O Complexo Industrial Portuário de Suape encerrou 2025 com desempenho positivo em segmentos estratégicos, reforçando sua posição como hub logístico do Nordeste e como o sexto maior porto público do Brasil. O complexo portuário pernambucano também segue líder nacional, neste segmento, nas operações de granéis líquidos e no transporte por cabotagem. Ao longo do ano, foram movimentadas 24,25 milhões de toneladas, com destaque para a carga conteinerizada (primeira posição no Norte/Nordeste) e para os granéis sólidos, que apresentaram crescimento acima da média nacional.
A movimentação da carga conteinerizada alcançou 7.559.515 milhões de toneladas, volume 7,54% maior do que o registrado em 2024 . A média nacional foi de 7,23%. Já os granéis sólidos - a exemplo do trigo e coque de petróleo - somaram 1.325.689 toneladas, com crescimento de 8,3% na comparação anual, também ultrapassando a média brasileira (6,3%). A carga geral solta (como açúcar ensacado e pás eólicas) apresentou resultado positivo, com crescimento de 1% em relação ao ano anterior, totalizando 663,506 mil toneladas movimentadas em 2025.

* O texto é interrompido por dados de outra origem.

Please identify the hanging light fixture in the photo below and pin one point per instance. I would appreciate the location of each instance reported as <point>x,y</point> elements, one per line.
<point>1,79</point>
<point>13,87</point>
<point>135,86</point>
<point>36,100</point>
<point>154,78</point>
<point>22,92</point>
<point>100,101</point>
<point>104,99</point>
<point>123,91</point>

O segmento de automóveis mostrou trajetória consistente de expansão. Foram movimentadas 83.992 unidades em 2025, de modelos e fabricantes diversos, o que representa crescimento de 5% em relação ao ano anterior, consolidando Suape como o maior hub de automóveis do Norte e Nordeste e uma das principais portas de entrada e saída do setor nessas regiões.
Os dados constam no Painel Estatístico 2025 da Agência Nacional de Transportes Aquaviários (Antaq), divulgado nesta terça-feira (10), em Brasília, durante solenidade na sede da autarquia federal. O documento também traz a análise dos números globais da movimentação de cargas em Suape, que aponta retração de 2,4%, impactada com a redução de 7,7% nas operações de granéis líquidos e gases (14.704.637 de toneladas, contra 15.931.321 de 2024).
PARADA ESTRATÉGICA
O resultado, entretanto, é analisado como pontual, em consequência da parada técnica da Refinaria Abreu e Lima (Rnest) nos dois primeiros meses de 2025, para conclusão das obras do Trem 1. A paralisação estratégica também foi necessária para implantação da tecnologia Snox na empresa petrolífera, que ampliou o processamento do Diesel S-10 com maior eficiência energética. A Rnest é a maior indústria do complexo e responde por 41,5% da movimentação de granéis líquidos no porto.
A perspectiva positiva leva em consideração a retomada das operações da refinaria, quando aumentou o processamento de 100 mil para 130 mil barris por dia. Outro indicador estratégico foi o anúncio de R$ 12 bilhões em investimentos, incluindo as obras de instalação do Trem 2, já em andamento, que estão gerando milhares de empregos e irão dobrar a capacidade para 260 mil barris diários até 2029.
CENÁRIO PROMISSOR
Para o diretor-presidente do Complexo de Suape, Armando Monteiro Bisneto, as projeções de crescimento do complexo industrial portuário apontam a consolidação do porto como hub logístico e indicam um cenário muito positivo, com impactos diretos no desenvolvimento econômico de Pernambuco e do país. “Estamos em um momento muito promissor, com grandes expectativas para potencializar Suape como base estratégica do desenvolvimento econômico de Pernambuco e do país”, destacou o gestor.
Entre as ações estruturantes, Armando Bisneto destaca a conclusão da obra de dragagem do canal interno (16,2 de profundidade), a homologação da profundidade de 20 metros do canal externo pela Marinha do Brasil e os avanços nos serviços de requalificação do molhe de proteção do porto externo, ampliando as condições de Suape como porto de águas abrigadas e profundas. Além disso, ressalta a chegada do terminal de contêineres da APMT Terminals – o primeiro 100% eletrificado da América Latina – e investimentos privados do segmento da transição energética, tais como as fábricas de e-metanol da European Energy e da GoVerde, que totalizam R$ 4 bilhões, sendo R$ 2 bilhões de cada empreendimento.